The World Health Organization’s (WHO)’S first Essential Diagnostics List (EDL) released last week comprises a list of tests needed to diagnose the most common conditions and global priority diseases. Essential diagnostics are defined as diagnostics that satisfy the priority health-care needs of the population and are selected keeping in mind the disease burden and public health relevance, evidence of efficacy and accuracy and comparative cost-effectiveness.
The first EDL, compiled by a WHO expert advisory group on in-vitro diagnostics, contains 113 tests of which 58 are basic tests (haemoglobin, blood glucose, complete blood count, urine dipstick etc).
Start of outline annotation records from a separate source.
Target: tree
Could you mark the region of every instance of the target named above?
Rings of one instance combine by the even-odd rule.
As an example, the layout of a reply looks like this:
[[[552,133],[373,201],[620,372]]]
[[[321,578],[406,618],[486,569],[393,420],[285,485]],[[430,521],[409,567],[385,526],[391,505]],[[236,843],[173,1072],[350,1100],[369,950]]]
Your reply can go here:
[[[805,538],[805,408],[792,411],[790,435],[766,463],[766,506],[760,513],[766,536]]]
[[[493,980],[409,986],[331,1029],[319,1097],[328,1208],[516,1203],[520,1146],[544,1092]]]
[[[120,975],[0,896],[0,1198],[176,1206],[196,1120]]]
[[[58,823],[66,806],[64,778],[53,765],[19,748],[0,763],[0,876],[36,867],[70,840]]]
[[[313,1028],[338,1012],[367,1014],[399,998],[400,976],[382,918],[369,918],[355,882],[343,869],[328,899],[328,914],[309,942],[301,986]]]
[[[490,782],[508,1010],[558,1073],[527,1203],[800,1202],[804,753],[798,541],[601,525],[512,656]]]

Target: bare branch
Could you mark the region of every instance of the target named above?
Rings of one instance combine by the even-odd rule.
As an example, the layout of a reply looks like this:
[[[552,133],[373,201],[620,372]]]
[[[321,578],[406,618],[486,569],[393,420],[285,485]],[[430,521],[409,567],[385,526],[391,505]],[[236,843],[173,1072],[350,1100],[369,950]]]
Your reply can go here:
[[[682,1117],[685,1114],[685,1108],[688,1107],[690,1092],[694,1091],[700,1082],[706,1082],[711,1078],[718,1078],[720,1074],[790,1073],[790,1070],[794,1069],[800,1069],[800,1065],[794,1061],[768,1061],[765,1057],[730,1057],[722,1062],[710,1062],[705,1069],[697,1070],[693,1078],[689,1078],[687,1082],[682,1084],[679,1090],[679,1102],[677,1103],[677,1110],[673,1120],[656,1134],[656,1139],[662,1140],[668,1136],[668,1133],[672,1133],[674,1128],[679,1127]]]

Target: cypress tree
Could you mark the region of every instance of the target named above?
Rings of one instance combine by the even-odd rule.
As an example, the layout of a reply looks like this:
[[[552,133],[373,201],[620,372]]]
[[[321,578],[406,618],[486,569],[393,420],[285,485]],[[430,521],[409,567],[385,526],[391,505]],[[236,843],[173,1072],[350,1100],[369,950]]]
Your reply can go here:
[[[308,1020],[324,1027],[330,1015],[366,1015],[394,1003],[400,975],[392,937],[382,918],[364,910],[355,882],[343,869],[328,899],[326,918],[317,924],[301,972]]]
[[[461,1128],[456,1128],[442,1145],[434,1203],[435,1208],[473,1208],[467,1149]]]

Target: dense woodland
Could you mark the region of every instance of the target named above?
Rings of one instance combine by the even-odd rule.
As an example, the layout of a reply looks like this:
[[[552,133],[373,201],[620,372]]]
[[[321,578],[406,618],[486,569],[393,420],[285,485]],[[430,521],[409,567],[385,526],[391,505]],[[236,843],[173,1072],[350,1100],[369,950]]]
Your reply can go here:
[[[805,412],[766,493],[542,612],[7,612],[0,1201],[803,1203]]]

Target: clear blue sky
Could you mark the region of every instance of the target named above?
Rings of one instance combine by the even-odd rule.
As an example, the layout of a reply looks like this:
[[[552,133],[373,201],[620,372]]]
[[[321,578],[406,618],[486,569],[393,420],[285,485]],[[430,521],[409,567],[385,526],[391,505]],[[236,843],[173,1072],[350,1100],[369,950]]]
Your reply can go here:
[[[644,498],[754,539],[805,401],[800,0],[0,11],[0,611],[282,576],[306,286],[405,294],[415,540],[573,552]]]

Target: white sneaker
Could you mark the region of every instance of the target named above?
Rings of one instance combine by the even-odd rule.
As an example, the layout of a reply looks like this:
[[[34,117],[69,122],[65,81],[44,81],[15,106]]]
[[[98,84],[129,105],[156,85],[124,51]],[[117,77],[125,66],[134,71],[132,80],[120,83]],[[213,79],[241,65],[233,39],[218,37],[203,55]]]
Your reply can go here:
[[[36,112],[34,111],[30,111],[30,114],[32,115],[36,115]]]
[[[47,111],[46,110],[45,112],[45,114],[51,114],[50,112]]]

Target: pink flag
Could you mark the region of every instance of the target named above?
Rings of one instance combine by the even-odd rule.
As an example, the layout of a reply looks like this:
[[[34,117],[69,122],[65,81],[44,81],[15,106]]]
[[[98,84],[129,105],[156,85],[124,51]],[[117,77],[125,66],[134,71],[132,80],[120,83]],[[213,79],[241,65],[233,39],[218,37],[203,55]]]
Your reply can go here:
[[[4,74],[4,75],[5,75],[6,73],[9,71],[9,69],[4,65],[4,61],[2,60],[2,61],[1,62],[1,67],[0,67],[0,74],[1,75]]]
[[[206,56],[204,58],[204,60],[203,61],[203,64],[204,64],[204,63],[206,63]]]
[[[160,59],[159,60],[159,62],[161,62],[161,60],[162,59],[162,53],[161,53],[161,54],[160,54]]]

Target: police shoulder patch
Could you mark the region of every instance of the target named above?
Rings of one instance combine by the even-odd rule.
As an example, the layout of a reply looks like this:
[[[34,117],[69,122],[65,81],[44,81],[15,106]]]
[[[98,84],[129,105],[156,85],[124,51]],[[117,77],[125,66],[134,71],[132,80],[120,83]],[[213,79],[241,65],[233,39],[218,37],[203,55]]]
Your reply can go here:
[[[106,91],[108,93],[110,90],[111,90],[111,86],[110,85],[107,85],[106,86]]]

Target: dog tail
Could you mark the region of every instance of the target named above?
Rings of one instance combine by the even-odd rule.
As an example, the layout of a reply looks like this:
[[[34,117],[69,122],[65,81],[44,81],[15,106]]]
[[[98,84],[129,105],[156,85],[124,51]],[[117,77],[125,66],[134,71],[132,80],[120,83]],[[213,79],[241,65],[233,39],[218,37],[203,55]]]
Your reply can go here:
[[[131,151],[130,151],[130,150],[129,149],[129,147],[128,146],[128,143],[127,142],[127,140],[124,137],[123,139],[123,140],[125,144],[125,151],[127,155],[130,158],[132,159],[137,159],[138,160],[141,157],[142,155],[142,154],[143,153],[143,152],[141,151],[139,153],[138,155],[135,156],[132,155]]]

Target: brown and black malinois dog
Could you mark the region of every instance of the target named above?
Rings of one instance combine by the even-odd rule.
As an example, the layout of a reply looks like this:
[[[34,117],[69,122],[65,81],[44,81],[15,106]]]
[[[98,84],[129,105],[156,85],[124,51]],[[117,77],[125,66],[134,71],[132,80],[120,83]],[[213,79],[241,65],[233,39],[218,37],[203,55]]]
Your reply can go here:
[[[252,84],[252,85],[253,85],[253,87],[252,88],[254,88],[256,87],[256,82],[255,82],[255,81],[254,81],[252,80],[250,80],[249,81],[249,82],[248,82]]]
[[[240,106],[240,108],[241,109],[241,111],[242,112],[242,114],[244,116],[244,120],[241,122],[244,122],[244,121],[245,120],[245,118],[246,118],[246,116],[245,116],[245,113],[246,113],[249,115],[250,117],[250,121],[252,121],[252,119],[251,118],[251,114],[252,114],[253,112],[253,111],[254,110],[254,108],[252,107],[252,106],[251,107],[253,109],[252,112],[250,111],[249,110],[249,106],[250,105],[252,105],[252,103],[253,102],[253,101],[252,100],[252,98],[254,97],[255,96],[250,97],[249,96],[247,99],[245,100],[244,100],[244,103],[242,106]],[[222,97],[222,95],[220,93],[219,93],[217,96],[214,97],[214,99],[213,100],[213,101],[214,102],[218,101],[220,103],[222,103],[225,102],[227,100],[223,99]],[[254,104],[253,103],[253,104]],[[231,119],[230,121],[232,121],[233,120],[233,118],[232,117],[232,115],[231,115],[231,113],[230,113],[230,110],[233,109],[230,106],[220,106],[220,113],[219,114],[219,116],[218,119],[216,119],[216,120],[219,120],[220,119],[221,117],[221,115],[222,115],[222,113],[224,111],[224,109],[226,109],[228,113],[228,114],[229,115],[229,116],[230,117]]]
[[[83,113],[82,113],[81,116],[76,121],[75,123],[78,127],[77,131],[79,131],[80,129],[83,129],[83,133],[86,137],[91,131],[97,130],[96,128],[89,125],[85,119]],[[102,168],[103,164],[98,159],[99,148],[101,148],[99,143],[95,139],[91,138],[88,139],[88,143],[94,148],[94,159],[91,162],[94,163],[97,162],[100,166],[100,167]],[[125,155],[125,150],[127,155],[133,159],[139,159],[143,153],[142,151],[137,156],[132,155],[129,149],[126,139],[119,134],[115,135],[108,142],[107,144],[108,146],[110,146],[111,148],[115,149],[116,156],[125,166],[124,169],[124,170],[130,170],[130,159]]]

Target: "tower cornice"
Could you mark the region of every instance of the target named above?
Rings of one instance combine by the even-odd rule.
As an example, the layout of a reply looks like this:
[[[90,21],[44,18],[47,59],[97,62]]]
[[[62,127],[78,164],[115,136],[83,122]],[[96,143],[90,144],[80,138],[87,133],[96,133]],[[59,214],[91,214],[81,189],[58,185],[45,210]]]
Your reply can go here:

The remaining 55 tests are designed for the detection, diagnosis and monitoring of “priority” infections such as HIV, TB, malaria, hepatitis B and C, human papillomavirus (HPV) and syphilis.
The EDL will facilitate improving patient care, helping detect outbreaks, increasing affordability of tests, reducing out-of-pocket expenses for tests, reducing antibiotic abuse, improving regulation and quality of diagnostic tests, strengthening accreditation and quality of laboratories, improving supply chain and guiding the R&D of new diagnostic tools. India is in the process of rolling out its Free Diagnostics Service Initiative in 29 states with a goal at ensure the availability of a minimum set of diagnostics appropriate to the level of care to reduce out-of-pocket expenditure on diagnostics and encourage appropriate treatment based on accurate diagnosis. Technological advancements has led to the diagnostic sector growing and India must grab the opportunity to use this resource to its advantage and strengthen the diagnostics component in the health care system. The release of the WHO list could not have been more timely. India must boost its laboratory infrastructure to offer diagnostic services that cover a wider range of conditions, including antimicrobial resistance and non-communicable diseases to help the country move away from a syndrome-based approach to targeted therapy approach.